An Elizabeth Streb retrospective.
Reviewed by Ray Smith, Thursday 14th March 2024.
As we entered the auditorium to see Elizabeth Streb and Streb Extreme Action perform Time Machine at the beautiful Her Majesty's Theatre, there was a soundtrack running of either Streb herself speaking, or another voice quoting her, on her personal history in the arts, her process and her fascination with found objects, their properties and their kinetic potential. The dialogue was largely ignored by the audience, as they busied themselves finding their seats, which was a pity because that was the most interesting thing on offer in Her Majesty's Theatre tonight.
The widely mixed audience in school uniforms, formal wear, and everything in between, were to be treated, we were told, to “a journey through Streb’s career that explores her classic solos from the 70s and 80s, early equipment experimentations from the 90s, and jaw-dropping extreme action opuses with the large scale ‘action machines’ the company has since become known for from the early 21st century”.
After the recorded, and rather perfunctory, welcome to country that I had heard preceding other Adelaide Festival shows, the lights dimmed and the curtains parted to reveal a rather large semi-circular structure, not unlike a giant rocking chair, and some young folks dressed in tight-fitting pseudo superhero outfits, who began cavorting upon this rocking relic, all the while yelling out their positions, their conditions, standing, squatting, crouching, lying down and announcing their next moves as if they couldn't see each other.

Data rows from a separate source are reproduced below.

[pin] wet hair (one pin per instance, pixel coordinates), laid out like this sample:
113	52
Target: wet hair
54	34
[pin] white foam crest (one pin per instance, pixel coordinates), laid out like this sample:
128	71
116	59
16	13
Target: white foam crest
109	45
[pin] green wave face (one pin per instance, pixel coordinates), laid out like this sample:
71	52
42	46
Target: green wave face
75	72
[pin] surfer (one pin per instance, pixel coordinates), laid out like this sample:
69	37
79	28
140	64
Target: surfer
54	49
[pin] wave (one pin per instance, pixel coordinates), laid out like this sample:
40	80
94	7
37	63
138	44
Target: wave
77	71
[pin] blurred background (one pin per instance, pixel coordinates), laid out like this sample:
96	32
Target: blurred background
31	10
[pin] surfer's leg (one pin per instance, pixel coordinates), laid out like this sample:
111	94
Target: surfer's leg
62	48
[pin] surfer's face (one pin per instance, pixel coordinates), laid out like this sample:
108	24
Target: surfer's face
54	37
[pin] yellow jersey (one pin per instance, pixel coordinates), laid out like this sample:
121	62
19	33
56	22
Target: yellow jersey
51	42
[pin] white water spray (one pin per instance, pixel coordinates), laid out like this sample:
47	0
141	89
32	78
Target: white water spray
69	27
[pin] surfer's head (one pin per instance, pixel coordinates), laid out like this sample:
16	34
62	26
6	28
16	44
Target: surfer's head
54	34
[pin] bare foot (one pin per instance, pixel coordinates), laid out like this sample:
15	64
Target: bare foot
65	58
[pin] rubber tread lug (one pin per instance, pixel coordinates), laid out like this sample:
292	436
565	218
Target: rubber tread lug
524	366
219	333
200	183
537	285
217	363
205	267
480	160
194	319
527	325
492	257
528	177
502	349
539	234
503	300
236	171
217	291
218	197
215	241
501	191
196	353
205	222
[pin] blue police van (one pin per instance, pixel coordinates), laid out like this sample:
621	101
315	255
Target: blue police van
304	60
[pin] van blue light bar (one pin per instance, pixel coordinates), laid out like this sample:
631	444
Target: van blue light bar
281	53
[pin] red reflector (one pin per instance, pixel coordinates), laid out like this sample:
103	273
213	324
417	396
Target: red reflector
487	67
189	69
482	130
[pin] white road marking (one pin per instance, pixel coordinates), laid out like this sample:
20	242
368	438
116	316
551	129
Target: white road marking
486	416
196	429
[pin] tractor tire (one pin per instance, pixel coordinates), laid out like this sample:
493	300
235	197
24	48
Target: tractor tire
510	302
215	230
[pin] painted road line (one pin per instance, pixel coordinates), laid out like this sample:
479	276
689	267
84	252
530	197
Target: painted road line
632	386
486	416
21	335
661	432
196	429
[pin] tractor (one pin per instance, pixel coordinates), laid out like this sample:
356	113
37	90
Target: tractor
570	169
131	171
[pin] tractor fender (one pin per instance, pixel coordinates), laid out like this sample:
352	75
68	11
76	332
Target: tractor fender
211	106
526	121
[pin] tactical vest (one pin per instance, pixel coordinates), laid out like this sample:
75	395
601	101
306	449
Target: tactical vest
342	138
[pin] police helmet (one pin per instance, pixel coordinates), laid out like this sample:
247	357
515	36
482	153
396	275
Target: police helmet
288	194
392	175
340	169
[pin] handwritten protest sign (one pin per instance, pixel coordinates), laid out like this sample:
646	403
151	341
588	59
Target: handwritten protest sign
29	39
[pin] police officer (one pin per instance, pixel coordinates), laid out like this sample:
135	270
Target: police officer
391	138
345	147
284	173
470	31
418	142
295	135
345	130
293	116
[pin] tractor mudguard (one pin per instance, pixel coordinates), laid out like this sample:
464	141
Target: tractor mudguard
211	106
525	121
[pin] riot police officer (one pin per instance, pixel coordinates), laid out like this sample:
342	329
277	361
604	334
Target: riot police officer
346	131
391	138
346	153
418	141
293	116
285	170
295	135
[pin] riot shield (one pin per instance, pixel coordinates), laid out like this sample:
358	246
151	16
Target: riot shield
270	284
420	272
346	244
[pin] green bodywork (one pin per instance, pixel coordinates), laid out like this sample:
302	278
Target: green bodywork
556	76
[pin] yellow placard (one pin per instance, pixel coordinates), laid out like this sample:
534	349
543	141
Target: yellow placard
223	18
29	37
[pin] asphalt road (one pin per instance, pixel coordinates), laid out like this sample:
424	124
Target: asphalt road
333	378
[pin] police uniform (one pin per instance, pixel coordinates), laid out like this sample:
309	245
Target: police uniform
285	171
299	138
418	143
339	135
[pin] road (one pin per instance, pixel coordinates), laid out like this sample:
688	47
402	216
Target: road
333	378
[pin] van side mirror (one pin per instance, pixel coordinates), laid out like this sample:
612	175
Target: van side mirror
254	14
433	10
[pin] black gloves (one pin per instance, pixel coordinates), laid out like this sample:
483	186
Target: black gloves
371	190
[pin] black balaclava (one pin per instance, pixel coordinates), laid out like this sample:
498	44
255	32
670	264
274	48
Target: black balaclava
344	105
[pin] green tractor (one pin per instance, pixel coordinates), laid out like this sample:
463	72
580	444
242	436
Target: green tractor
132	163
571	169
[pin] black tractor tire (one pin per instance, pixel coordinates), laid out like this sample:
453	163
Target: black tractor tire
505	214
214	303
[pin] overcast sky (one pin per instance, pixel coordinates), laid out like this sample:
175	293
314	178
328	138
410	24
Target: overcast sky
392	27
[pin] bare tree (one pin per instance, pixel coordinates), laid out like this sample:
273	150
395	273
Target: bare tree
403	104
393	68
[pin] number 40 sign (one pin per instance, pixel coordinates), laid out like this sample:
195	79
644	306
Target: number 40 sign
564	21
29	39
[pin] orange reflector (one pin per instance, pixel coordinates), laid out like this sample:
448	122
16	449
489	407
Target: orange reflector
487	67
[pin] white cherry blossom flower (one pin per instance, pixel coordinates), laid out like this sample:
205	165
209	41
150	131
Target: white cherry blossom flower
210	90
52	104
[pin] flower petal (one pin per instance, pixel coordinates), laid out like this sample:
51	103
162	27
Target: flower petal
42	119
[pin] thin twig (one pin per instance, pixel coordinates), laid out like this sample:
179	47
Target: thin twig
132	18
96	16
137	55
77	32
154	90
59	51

It was standard, cheap, vintage circus stuff that was missing only the clown car and some candy floss, but the participants whooped and yelled as if they were doing something extraordinary.
They should all have successful careers in American ‘professional wrestling’, given their over-exaggerated grunts and puffs as they fell artificially heavily from the position of someone doing a push-up. The wildly melodramatic, pointless, and uninteresting performance so far left me feeling embarrassed for the poor kids who were, after all, performing at one of the most prestigious art festivals in the world, and yet appeared to be primary school children pretending to be undergoing a military assault course.
The giant rocking chair was wheeled away and the ‘Streb Extreme Action’ group went through a few silent movie slapstick routines, including the chap with a ladder on his shoulder who turns around and narrowly misses decapitating someone, and even the 'falling wall with Open Window’ trick that Buster Keaton made famous, all performed to whoops and yells, totally ignoring the beauty of the Chaplin, Keaton et al nonchalant approach to these classic visual gags.
It was ghastly. It was utterly American ‘Booya!’ that makes me cringe. I gave it the best part of 30 minutes before leaving the theatre to do something more important, such as putting butter on the cat's boil. Avoid like the plague if over the age of nine.